Paste an AWS IAM policy or role trust policy and get a plain-English explanation of what it allows — plus flags for risky patterns. Everything runs in your browser.

Runs entirely in your browser — nothing is uploaded.

About this tool

An IAM policy is a JSON document that decides who can do what in an AWS account. Each statement combines an effect (Allow or Deny), a set of actions, the resources they apply to, optionally a principal, and conditions that must hold. The grammar is precise but dense — a few wildcards and condition operators can hide how much access a policy really grants.
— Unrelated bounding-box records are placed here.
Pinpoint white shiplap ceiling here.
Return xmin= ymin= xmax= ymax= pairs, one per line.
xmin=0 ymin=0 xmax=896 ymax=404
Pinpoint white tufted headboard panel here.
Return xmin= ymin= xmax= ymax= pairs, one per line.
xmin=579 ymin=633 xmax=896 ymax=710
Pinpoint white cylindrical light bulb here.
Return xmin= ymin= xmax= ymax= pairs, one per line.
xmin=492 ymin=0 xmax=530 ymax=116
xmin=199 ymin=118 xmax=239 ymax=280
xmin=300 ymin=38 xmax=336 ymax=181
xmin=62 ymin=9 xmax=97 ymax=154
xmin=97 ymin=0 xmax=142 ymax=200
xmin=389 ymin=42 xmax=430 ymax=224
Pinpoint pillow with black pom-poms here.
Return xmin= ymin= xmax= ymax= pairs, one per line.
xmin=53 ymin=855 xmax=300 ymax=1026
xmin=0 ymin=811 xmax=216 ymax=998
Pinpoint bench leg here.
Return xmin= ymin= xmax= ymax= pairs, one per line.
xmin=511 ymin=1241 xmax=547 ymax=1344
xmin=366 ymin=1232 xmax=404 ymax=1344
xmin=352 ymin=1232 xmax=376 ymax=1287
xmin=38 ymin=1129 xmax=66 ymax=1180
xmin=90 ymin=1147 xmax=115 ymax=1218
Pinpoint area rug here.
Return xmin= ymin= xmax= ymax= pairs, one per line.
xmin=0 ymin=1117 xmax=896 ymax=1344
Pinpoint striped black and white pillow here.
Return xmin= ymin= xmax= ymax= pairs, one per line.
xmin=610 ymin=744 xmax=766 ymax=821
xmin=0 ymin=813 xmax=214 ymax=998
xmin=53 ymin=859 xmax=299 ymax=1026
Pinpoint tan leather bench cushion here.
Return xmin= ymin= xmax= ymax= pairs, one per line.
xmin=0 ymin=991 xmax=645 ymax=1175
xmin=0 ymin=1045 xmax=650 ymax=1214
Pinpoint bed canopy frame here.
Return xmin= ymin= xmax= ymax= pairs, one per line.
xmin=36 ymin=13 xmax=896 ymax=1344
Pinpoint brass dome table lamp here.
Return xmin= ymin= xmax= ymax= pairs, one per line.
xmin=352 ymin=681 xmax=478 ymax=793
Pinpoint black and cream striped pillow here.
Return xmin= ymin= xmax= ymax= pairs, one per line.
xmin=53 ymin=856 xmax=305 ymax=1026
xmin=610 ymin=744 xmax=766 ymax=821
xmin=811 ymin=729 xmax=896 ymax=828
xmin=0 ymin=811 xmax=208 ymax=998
This tool parses the document and rewrites each statement as a sentence: which actions are allowed or denied, on which resources, for whom, and under what conditions. It then highlights patterns worth a second look — full administrative access, a public principal, broad service wildcards, NotAction/NotResource footguns and privilege-escalation actions — and calls out good controls like enforced MFA or TLS.

Parsing happens locally — the policy you paste never leaves your browser. The explanation is a deterministic translation of the JSON, not legal or security advice; always review against your own requirements.

Frequently asked questions

Does it send my policy anywhere or use an LLM?

No. The explanation is generated by a deterministic rule engine running entirely in your browser. Nothing is uploaded and no AI service is called, so account IDs, ARNs and principals stay on your device.

What kinds of policies does it understand?

Identity-based policies, resource-based policies and role trust policies. It normalizes single or multiple statements, string or array values, principal blocks, and the common condition operators and global condition keys.

Are the risk callouts a complete security audit?

No. They flag common high-impact patterns — full admin (Action and Resource both "*"), public principals, broad service wildcards, NotAction/NotResource, and privilege-escalation actions — but they are heuristics, not a substitute for least-privilege review or tools like IAM Access Analyzer.